Il faudra un calendrier serré pour aboutir d'ici à 2009. Mme Catherine Colonna a ainsi privilégié une démarche en deux étapes, avec tout d'abord un texte centré sur les mécanismes institutionnels dont l'Union a besoin pour bien fonctionner. Il faudra donc dans une première étape aboutir à un traité simplifié, qui n'est pas l'idéal, mais qui permettrait de sortir de l'impasse. Dans un second temps, il faudra envisager un texte plus ambitieux, plus complet et adapté. Cette méthode a des limites, mais il faut sortir de l'impasse.
Evoquant les questions de politique internationale, Mme Catherine Colonna a rappelé qu'un mandat de négociation devait être donné à la Commission, en vue de la conclusion d'un accord de coopération et de partenariat avec la Russie, se substituant à l'accord actuel, qui reprenne les éléments définis à Saint-Pétersbourg en 2003 et permette d'avancer sur l'énergie en reproduisant les termes de la Charte européenne de l'énergie, que la Russie n'a pas ratifiée. Le mandat de négociation rencontre l'opposition de la Pologne, en raison de l'embargo maintenu par la Russie sur certains de ses produits. Une mission conjointe Russie-Commission-Pologne fait actuellement le point sur la question sanitaire, sans que cette question représente cependant le coeur du problème. Les discussions n'ont pas permis de convaincre la Pologne, qui demande la solidarité de ses partenaires européens, de l'opportunité d'engager des négociations.

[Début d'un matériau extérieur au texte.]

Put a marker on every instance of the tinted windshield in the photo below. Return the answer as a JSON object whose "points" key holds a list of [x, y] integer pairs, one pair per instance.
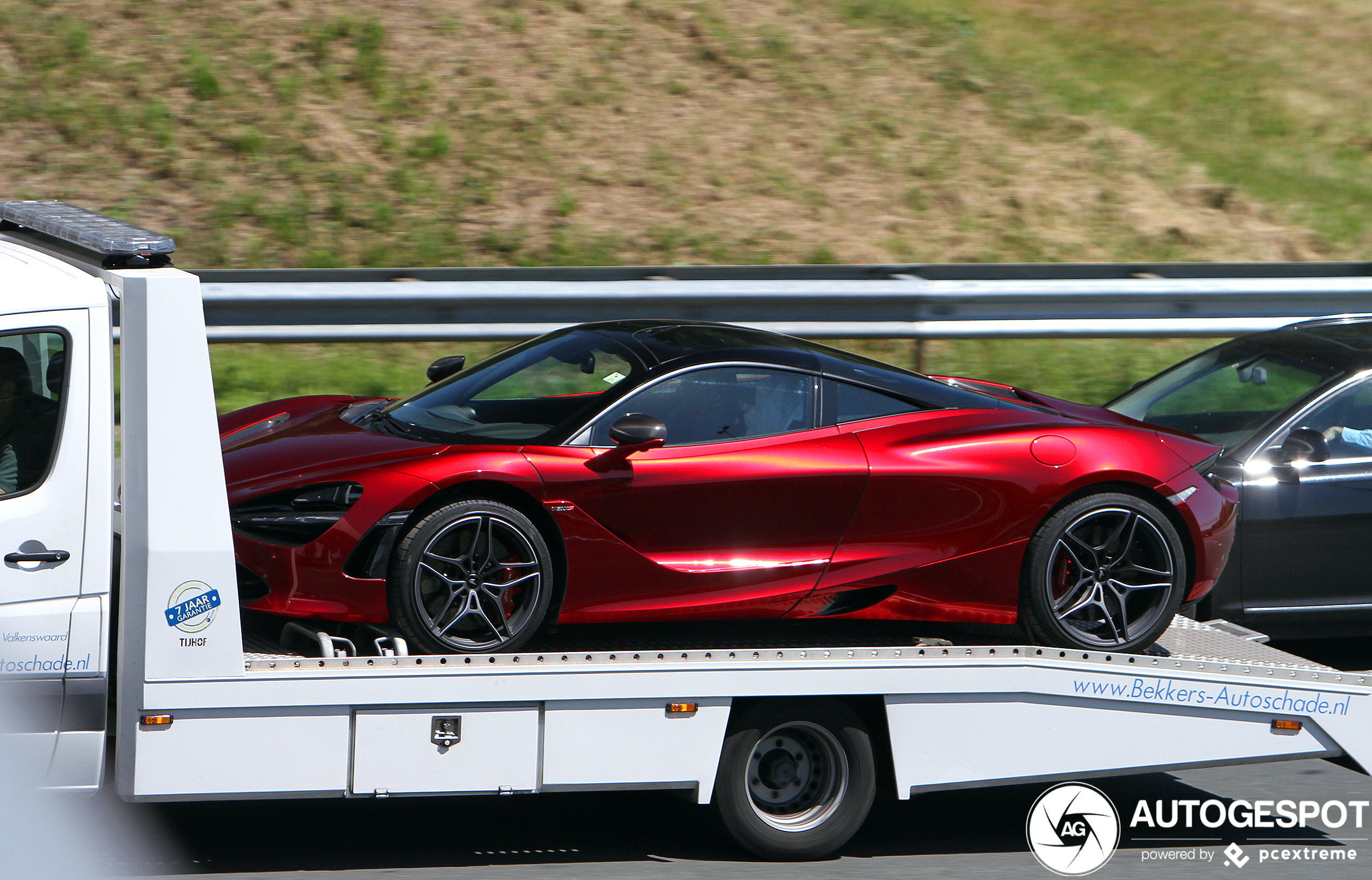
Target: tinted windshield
{"points": [[517, 396], [1224, 394]]}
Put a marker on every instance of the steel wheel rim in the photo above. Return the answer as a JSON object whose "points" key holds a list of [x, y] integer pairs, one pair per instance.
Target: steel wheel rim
{"points": [[478, 582], [1111, 576], [796, 776]]}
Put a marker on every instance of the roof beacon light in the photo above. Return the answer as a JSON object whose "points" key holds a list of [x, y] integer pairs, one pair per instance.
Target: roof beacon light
{"points": [[123, 245]]}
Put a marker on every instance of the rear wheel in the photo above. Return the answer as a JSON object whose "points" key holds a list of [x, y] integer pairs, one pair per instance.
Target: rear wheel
{"points": [[1106, 572], [796, 779], [471, 577]]}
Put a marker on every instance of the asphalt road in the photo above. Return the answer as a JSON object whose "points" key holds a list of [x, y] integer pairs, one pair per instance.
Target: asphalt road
{"points": [[610, 835]]}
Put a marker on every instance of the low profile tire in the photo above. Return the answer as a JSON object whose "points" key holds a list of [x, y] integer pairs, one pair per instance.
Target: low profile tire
{"points": [[1105, 573], [473, 577], [796, 779]]}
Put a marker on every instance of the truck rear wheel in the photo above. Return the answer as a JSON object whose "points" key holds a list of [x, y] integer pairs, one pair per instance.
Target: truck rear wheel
{"points": [[796, 779]]}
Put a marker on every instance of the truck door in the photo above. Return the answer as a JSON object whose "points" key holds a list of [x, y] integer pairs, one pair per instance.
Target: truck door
{"points": [[44, 387]]}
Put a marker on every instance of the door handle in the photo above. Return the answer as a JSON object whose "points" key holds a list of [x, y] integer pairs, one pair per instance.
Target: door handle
{"points": [[47, 556]]}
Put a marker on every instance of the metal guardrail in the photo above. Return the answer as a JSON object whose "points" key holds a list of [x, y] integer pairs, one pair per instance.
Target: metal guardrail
{"points": [[837, 303]]}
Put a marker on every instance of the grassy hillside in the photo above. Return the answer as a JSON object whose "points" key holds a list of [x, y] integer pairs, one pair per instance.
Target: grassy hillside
{"points": [[438, 132], [450, 132]]}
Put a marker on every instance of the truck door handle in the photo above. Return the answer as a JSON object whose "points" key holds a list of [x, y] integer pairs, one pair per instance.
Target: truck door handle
{"points": [[47, 556]]}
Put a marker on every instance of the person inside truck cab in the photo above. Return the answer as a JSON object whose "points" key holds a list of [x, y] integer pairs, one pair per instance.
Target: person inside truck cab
{"points": [[28, 425]]}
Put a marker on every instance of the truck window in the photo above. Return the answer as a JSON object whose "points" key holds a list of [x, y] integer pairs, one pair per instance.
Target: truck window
{"points": [[32, 382]]}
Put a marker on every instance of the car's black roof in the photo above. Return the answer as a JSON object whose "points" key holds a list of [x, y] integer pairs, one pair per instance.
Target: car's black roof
{"points": [[669, 345], [1343, 344]]}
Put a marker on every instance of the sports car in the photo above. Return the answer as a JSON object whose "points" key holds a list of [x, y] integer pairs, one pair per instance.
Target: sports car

En ce qui concerne les Etats des Balkans, le sommet de Zagreb, tenu en 2000, sous présidence française, leur a clairement reconnu une « perspective européenne », c'est-à-dire une vocation à adhérer à l'Union, pour autant qu'ils en remplissent les conditions, alors que leurs situations sont très diverses. Mme Catherine Colonna a rappelé que la Slovénie avait adhéré à l'Union européenne en mai 2004, faisait partie de la zone euro depuis le 1er janvier 2007, et aurait la présidence en janvier 2008. Par ailleurs, des négociations d'adhésion avaient été engagées avec la Croatie, et la Macédoine s'était vue reconnaître le statut de candidat, mais n'avait pas commencé les négociations d'adhésion. Les autres Etats sont engagés dans un processus de négociation d'un accord d'association et de stabilisation, processus suspendu pour ce qui concerne la Serbie. Lors du dernier CAG, les 27 se sont accordés pour envoyer un signal et se déclaraient prêts à reprendre ces négociations pour l'accord d'association et de stabilisation, pour autant que la Serbie manifeste concrètement sa coopération avec le tribunal pénal international. Quant au Monténégro, il faudra engager la négociation. Enfin, sur le Kosovo, la ministre a considéré que le règlement de la question de son statut final était un préalable à une perspective d'adhésion. Le négociateur finlandais a proposé un plan qui ne recueille pas l'accord des Serbes. Il reviendra au Conseil de sécurité de l'ONU de proposer une nouvelle solution si le nouveau gouvernement serbe ne répond pas aux nouvelles propositions européennes. A propos des relations transatlantiques, elle a souligné que les messages de la présidence allemande s'étaient focalisés sur une relation commerciale équilibrée, sans aller jusqu'à l'établissement d'une zone de libre-échange. Les propositions de Mme Merkel sont intéressantes, pour autant que les Etats-Unis puissent y répondre.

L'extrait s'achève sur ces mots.